What: A strategic alliance that merges Rakuten Advertising's affiliate network, program management expertise, and AI-driven analytics with impact.com's technology platform for contracting, tracking, and payments, and supplements both with direct consumer purchase signals from Rakuten Rewards' Cash Back platform.
When: The alliance was announced on April 28, 2026. Additional technical capabilities and integration details are expected to be disclosed at Rakuten Optimism US on May 5-6, 2026, and at impact.com's iPX conference on June 9-11, 2026.
Where: The announcement originated from San Mateo, California, and New York, reflecting the headquarters locations of the respective organizations.
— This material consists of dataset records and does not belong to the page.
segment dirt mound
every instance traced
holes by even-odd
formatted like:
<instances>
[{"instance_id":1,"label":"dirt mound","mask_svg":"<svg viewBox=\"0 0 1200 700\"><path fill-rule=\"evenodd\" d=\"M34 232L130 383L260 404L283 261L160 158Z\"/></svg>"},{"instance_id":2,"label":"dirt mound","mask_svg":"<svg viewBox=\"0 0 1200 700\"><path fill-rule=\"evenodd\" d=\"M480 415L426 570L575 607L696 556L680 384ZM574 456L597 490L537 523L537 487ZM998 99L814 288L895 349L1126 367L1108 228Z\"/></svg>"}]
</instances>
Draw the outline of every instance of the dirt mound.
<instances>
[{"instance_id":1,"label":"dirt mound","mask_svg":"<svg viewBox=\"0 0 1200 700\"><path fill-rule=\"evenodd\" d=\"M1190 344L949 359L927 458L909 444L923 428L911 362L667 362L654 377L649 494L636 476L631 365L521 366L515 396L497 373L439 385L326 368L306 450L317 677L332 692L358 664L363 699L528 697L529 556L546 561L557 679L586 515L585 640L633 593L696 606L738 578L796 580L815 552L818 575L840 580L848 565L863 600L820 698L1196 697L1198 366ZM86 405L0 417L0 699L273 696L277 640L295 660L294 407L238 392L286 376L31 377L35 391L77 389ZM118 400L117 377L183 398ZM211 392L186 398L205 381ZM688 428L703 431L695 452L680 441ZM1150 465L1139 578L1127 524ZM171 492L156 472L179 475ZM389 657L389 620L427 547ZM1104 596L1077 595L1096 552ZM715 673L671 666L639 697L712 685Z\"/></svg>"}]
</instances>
Rakuten International employs more than 4,000 people worldwide. Impact.com operates across 20 countries with more than 1,400 employees.
Why: Both companies identified fragmentation as the core problem the alliance addresses. Advertisers have historically had to manage separate relationships with affiliate networks, managed service providers, and attribution tools. Publishers and creators have faced similar complexity in accessing and monetizing diverse advertiser portfolios. The alliance is designed to reduce that operational overhead by combining network scale, platform infrastructure, and first-party consumer data into a single commercial relationship.